Rose undoubtedly has a tremendous popular appeal, despite the views of the anti-Rose brigade, who insist that it is neither one thing nor the other. Certainly it isn’t a long-living wine, and it is best drunk young. But it undoubtedly suggests gaiety, so how do we make the very most of it?
HOW TO SERVE
First of all, any Rose, even Tavel should be chilled. And as one of its attractions is visual, it should be served in a glass that does justice to its pretty colour. A tulip-shaped glass — the kind used for Champagne — is one idea, or, if you happen to have any glasses with hollow stems; these are especially suitable if the Rose is sparkling. In any case, serve it in glasses with stems, because it’s certainly best drunk to the last drop while it’s still cool. The sweeter Roses can become quite flabby if they are too warm. So, Rose is a drink for anytime and anywhere, but I recommend a warm, sunny morning in a garden — among roses. And if you do find yourself landed with a less-than-interesting Rose it can always be used to make the basis of a colourful wine cup — or just add a strawberry, or a leaf or two of young mint, to give it a more refreshing aroma. And if it’s a really hot day, put in a clink or two of ice..
They are lighter in alcoholic strength than other wines, but they’re by no means ‘teetotal’.
HOW ROSE WINE IS MADE
Roses (the best anyway) are produced in the same way as other wines, the difference being that they are made from black grapes, the skins of which are removed from the ‘must’ when the wine is beginning to take colour and before it becomes really red. There are pink wines made by mixing red and white wines, and even some made by the addition of cochineal to white wine — a disreputable practice, though the dye is harmless enough. However, no one buying a Rose from a reliable shop or restaurant need worry about this possibility.

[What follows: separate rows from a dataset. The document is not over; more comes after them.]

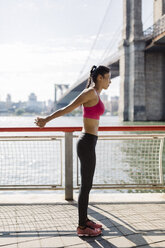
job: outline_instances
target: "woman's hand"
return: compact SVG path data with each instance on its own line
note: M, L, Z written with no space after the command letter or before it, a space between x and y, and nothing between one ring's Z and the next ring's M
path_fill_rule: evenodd
M46 119L45 118L40 118L40 117L37 117L35 119L35 122L34 122L37 126L39 126L40 128L44 127L46 125Z

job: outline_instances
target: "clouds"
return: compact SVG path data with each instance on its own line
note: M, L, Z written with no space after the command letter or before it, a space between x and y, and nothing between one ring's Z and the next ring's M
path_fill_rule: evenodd
M104 16L109 0L1 0L1 100L7 93L24 100L31 92L53 99L54 83L73 84L87 57L84 74L101 63L121 39L122 2L112 0ZM116 81L111 93L117 87Z

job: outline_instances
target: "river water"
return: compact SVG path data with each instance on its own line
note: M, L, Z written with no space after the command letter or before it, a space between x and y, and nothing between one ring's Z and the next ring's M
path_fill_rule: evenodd
M19 116L1 116L0 117L0 127L35 127L35 124L34 124L34 119L35 118L36 118L35 116L26 116L26 117L23 117L23 116L21 116L21 117L19 117ZM51 122L49 122L47 124L47 127L48 126L50 126L50 127L65 127L65 126L72 126L72 127L75 126L75 127L78 127L78 126L82 126L82 124L83 124L82 121L83 120L82 120L82 117L81 116L76 116L76 117L73 117L73 116L62 116L62 117L59 117L59 118L54 119ZM100 126L164 125L164 124L165 124L165 122L121 122L119 120L118 116L102 116L100 118ZM104 132L99 132L99 135L101 135L103 133ZM107 132L107 133L108 134L112 134L112 132ZM123 133L125 134L126 132L113 132L113 134L123 134ZM134 132L134 133L136 133L136 132ZM138 132L138 133L140 133L140 132ZM141 133L144 133L144 132L141 132ZM148 132L148 133L152 133L152 132ZM57 134L61 135L61 133L57 133ZM77 132L77 134L78 134L78 132ZM0 136L4 136L4 135L7 135L7 136L11 136L11 135L24 135L25 136L25 135L27 135L28 136L28 135L48 135L48 133L39 133L39 134L38 133L29 133L29 132L28 133L23 133L23 134L21 134L21 133L0 133ZM120 150L123 149L123 148L120 148L118 151L116 149L117 147L120 146L120 144L121 144L121 142L119 142L118 144L117 143L114 144L114 151L113 151L113 153L117 153L117 152L120 153ZM23 145L24 144L22 143L21 146L23 147ZM108 144L107 143L106 144L106 148L108 146L112 146L112 144ZM106 164L107 164L107 160L109 158L108 157L107 157L107 159L105 158L105 156L106 156L106 149L104 147L104 144L101 144L101 141L100 141L99 147L101 148L101 153L99 155L99 152L98 152L98 160L97 160L98 169L95 172L94 183L95 182L96 183L103 183L103 182L106 183L108 181L110 181L112 183L112 181L114 180L113 175L115 176L116 171L119 171L119 170L122 173L121 173L121 175L119 173L117 175L117 177L120 176L121 178L124 178L124 180L126 181L126 179L128 178L128 171L130 171L130 169L131 169L130 164L129 164L128 170L125 170L125 171L124 170L121 170L121 168L120 168L120 166L118 164L114 164L114 167L113 166L111 167L111 171L112 171L111 175L108 175L108 173L109 173L109 167L106 167ZM133 147L133 142L132 142L132 147ZM100 149L100 148L98 148L98 149ZM26 147L25 147L25 149L26 149ZM75 149L75 144L74 144L74 149ZM35 150L35 147L34 147L34 150ZM75 153L75 151L74 151L74 153ZM104 156L104 153L105 153L105 156ZM127 151L126 151L126 153L127 153ZM15 152L15 154L16 154L16 152ZM13 154L12 154L12 156L13 156L12 158L8 159L8 163L9 164L11 164L11 159L16 159L16 158L14 158L14 155ZM18 154L17 154L17 156L18 156ZM76 155L74 154L74 156L76 156ZM110 154L109 154L109 156L110 156ZM54 158L54 159L56 159L56 158ZM125 162L125 160L124 160L124 162ZM133 161L133 159L132 159L132 161ZM132 163L134 163L134 162L137 162L137 161L134 160ZM115 162L113 162L111 160L111 163L113 164ZM99 168L100 164L102 164L103 167L100 167ZM128 164L125 163L125 165L128 165ZM5 167L5 170L4 170L4 174L3 174L3 169L1 168L1 184L3 182L3 178L6 178L6 175L7 175L6 173L8 173L8 179L9 179L9 181L5 181L6 179L4 180L4 182L6 184L7 184L7 182L9 182L9 184L10 184L11 183L11 179L16 178L16 177L18 177L19 181L21 182L21 173L24 173L22 171L22 167L21 166L18 166L17 167L17 170L15 172L13 172L13 173L10 174L9 173L10 167L8 167L8 166L9 165L6 164L6 167ZM28 168L29 168L29 166L31 166L31 173L33 174L33 169L35 168L35 163L29 162ZM163 155L163 167L165 167L165 155ZM102 168L104 168L104 169L102 169ZM50 169L52 169L52 167ZM113 172L114 172L114 174L113 174ZM34 173L36 173L36 171L34 171ZM51 173L53 175L53 171L51 172L51 170L50 170L50 174ZM131 173L133 173L133 172L131 171ZM44 170L43 170L42 167L40 167L40 168L38 167L37 174L39 175L40 180L41 181L43 180L44 182L46 182L47 177L50 178L50 174L44 172ZM45 177L43 175L45 175ZM56 175L56 177L57 177L57 175ZM74 184L75 184L76 178L77 177L76 177L76 170L75 170L75 172L74 172ZM101 181L100 178L102 178L102 181ZM22 180L23 180L22 183L24 183L27 179L25 180L25 177L22 177ZM29 180L31 180L31 179L29 179ZM26 181L26 182L28 182L28 181ZM42 191L42 192L43 193L49 193L50 191ZM55 191L55 192L56 193L63 193L63 191L62 192ZM91 191L91 193L97 193L97 192L104 192L104 193L107 193L107 192L111 192L111 193L112 192L114 192L114 193L117 193L117 192L146 192L147 193L147 192L162 192L162 190L120 190L120 189L118 189L118 190L117 189L94 190L93 189ZM7 194L7 193L14 194L14 191L12 191L12 192L9 192L9 191L8 192L7 191L3 192L3 191L1 191L1 194ZM22 193L29 193L29 191L23 191ZM33 193L34 193L34 191L33 191Z

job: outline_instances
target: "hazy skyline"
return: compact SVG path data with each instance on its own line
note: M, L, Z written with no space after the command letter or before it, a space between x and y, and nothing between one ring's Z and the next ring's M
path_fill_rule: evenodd
M152 5L143 0L144 29ZM92 46L83 74L117 50L122 13L122 0L0 0L0 100L9 93L24 101L31 92L54 100L54 84L74 84ZM118 78L106 93L119 95Z

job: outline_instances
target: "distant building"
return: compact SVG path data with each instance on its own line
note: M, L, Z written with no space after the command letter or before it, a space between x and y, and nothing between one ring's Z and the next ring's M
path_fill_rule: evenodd
M31 93L25 110L29 113L41 113L46 111L46 104L45 102L38 102L37 96L34 93Z

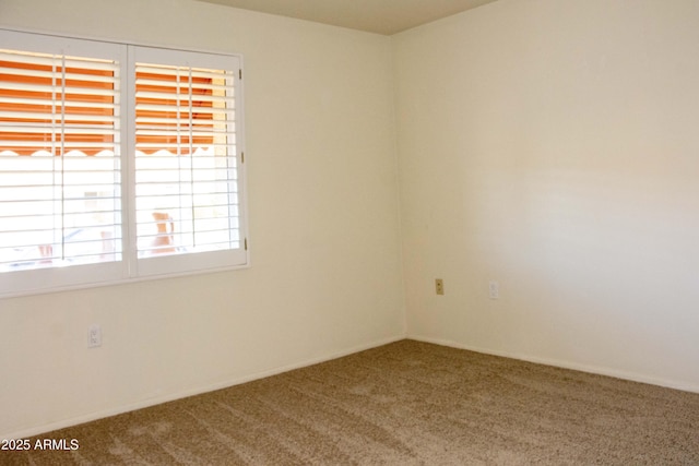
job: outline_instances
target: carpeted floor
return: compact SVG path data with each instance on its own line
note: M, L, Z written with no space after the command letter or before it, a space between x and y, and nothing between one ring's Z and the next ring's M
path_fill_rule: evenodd
M0 464L699 465L699 394L402 340L38 439Z

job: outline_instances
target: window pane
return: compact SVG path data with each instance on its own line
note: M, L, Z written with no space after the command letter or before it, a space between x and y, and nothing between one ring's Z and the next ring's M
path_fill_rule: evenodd
M240 248L234 77L137 63L140 258Z
M117 67L0 50L0 272L121 260Z

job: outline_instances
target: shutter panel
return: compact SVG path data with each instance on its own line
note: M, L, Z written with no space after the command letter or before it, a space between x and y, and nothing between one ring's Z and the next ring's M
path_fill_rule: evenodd
M0 272L121 260L118 68L0 50Z
M137 61L140 259L242 250L235 121L237 74L238 67ZM141 272L147 274L143 266Z

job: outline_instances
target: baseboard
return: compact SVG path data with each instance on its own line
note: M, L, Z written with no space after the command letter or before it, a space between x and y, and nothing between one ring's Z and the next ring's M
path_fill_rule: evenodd
M249 375L245 375L245 377L233 379L225 382L214 383L214 384L204 385L204 386L198 386L194 389L183 390L177 393L170 393L170 394L154 397L154 398L147 398L147 399L140 401L138 403L122 405L112 409L105 409L96 413L75 416L69 419L63 419L57 422L49 422L42 426L35 426L35 427L23 429L16 432L0 433L0 439L26 439L28 437L39 435L42 433L51 432L54 430L64 429L67 427L78 426L84 422L90 422L93 420L103 419L110 416L117 416L125 413L134 411L137 409L143 409L150 406L174 402L176 399L187 398L189 396L196 396L196 395L201 395L203 393L213 392L216 390L228 389L230 386L240 385L241 383L252 382L254 380L264 379L268 377L288 372L295 369L301 369L308 366L313 366L317 363L330 361L332 359L342 358L344 356L353 355L355 353L364 351L366 349L371 349L379 346L388 345L390 343L400 342L401 339L405 339L405 335L395 335L389 338L378 339L371 343L357 345L354 347L343 349L342 351L332 353L318 358L310 358L310 359L303 360L300 362L295 362L293 365L287 365L287 366L269 369L269 370L263 370L260 372L254 372Z
M521 353L500 351L491 348L483 348L483 347L477 347L472 345L464 345L462 343L452 342L449 339L431 338L431 337L417 336L417 335L408 335L406 338L414 339L417 342L431 343L440 346L448 346L457 349L466 349L469 351L482 353L484 355L500 356L503 358L518 359L521 361L534 362L537 365L552 366L552 367L561 368L561 369L570 369L574 371L588 372L588 373L593 373L597 375L613 377L615 379L623 379L631 382L647 383L650 385L657 385L666 389L680 390L683 392L699 393L699 385L696 385L689 382L684 382L684 381L652 378L652 377L648 377L648 375L639 374L635 372L626 372L626 371L620 371L620 370L600 367L600 366L579 365L576 362L570 362L570 361L565 361L559 359L540 358L540 357L525 355Z

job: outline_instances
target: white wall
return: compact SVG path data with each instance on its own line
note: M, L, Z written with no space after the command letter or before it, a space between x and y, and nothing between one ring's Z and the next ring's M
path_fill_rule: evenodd
M0 24L242 53L252 256L0 300L0 438L404 336L390 38L190 0L0 0Z
M698 24L500 0L394 36L410 336L699 391Z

Today there is a wide choice of Roses, both still and sparkling. I shall mention my own personal favourite first — Tavel, from the Rhone, generally the dryest, most robust, and, at its best, certainly the most distinguished, of them all. The fullness is the more surprising since the wine comes from soil so barren — sand, lime and loose flints — that it is hard to imagine vines growing on it at all. And Tavel is certainly not a wine to be thought of as having no kick.
Generally more popular are the sweeter Anjou Roses, from one of the most beautiful stretches of the chateau- guarded Middle Loire. They are usually listed as medium dry — like the Cabernet, for example. The Loire also produces sparkling Roses. In fact, Roses are made almost everywhere that black grapes are grown: there’s even a new, slightly sweet, sparkling Pink Rose made from Muscat grapes, called Lily the Pink — sounds very merry!
Burgundy and Bordeaux both produce Roses — including a Beaujolais Rose — which tend to be somewhat dryer than those of Anjou. And some good Roses come from Provence — sprightly ones, hinting at Mediterranean sunshine. Among them is the light-medium Pradel Rose from Villeneuve-Coubet and (also French bottled) Bandol Domaine du Val d’Arene; the 1969 is full and well-balanced, one of the few (apart from Tavel) which can be drunk through a meal. Finally, still in France, there is a Rose from the Montpellier-Beziers district, called Pelure d’Oignon, which means ‘onion skin’!
Portugal today exports very considerable quantities of Rose wines, most of them still or slightly sparkling rather than fully sparkling. Of the slightly sparkling, the most widely promoted one has been Mateus Rose, contained in attractive, Franconian-style bottles. The wine is, frankly, not exceptional, but amiable enough, darkish for a Rose, medium, and, in fact, middle-of-the-road, with a tingle rather than a sparkle and handy enough if you are in a quandary about what to serve at a party which is not likely to be too demanding. Similar to it is Faisca. Another agreeable prickly pink Rose is Quinta do Roi, which comes from Bussaco and may well have been enjoyed by Wellington’s soldiers during the Peninsular War. Some brand-name Roses are available either still or sparkling — ’Justina’, for example.
Spain supplies considerable quantities of Rose wine, too, most of the exports bearing brand names or the Spanish word ‘Rosado’. A Rosado from Rioja can be pleasantly dry and crisp, and also less insipid than some of the cheaper brands.
Hungary — fiorgony Rose is medium-dry and reasonably priced.
South Africa’s most notable contribution to the river of Rose flowing round the world today is the Twee Jongezeller (’Two Bachelors’), from the beautiful Tulbagh Valley in Cape Province.
In Australia the demand for Rose wines is not very considerable, possibly because the alcoholic strength is less than in other wines. They are usually marketed under the names of the grower and the grape, the Grenache generally producing the best wine. Grenache Rose, for example, is light, young and medium as to sweetness. There is also Seppelt’s Spritzig, and the word is descriptive of the slight sparkle in Portuguese Roses, to which this one has some resemblance.
The United States. From the Paul Masson vineyards in California comes a Grenache Rose which has the onionskin colour of a good Tavel, though it is sweeter.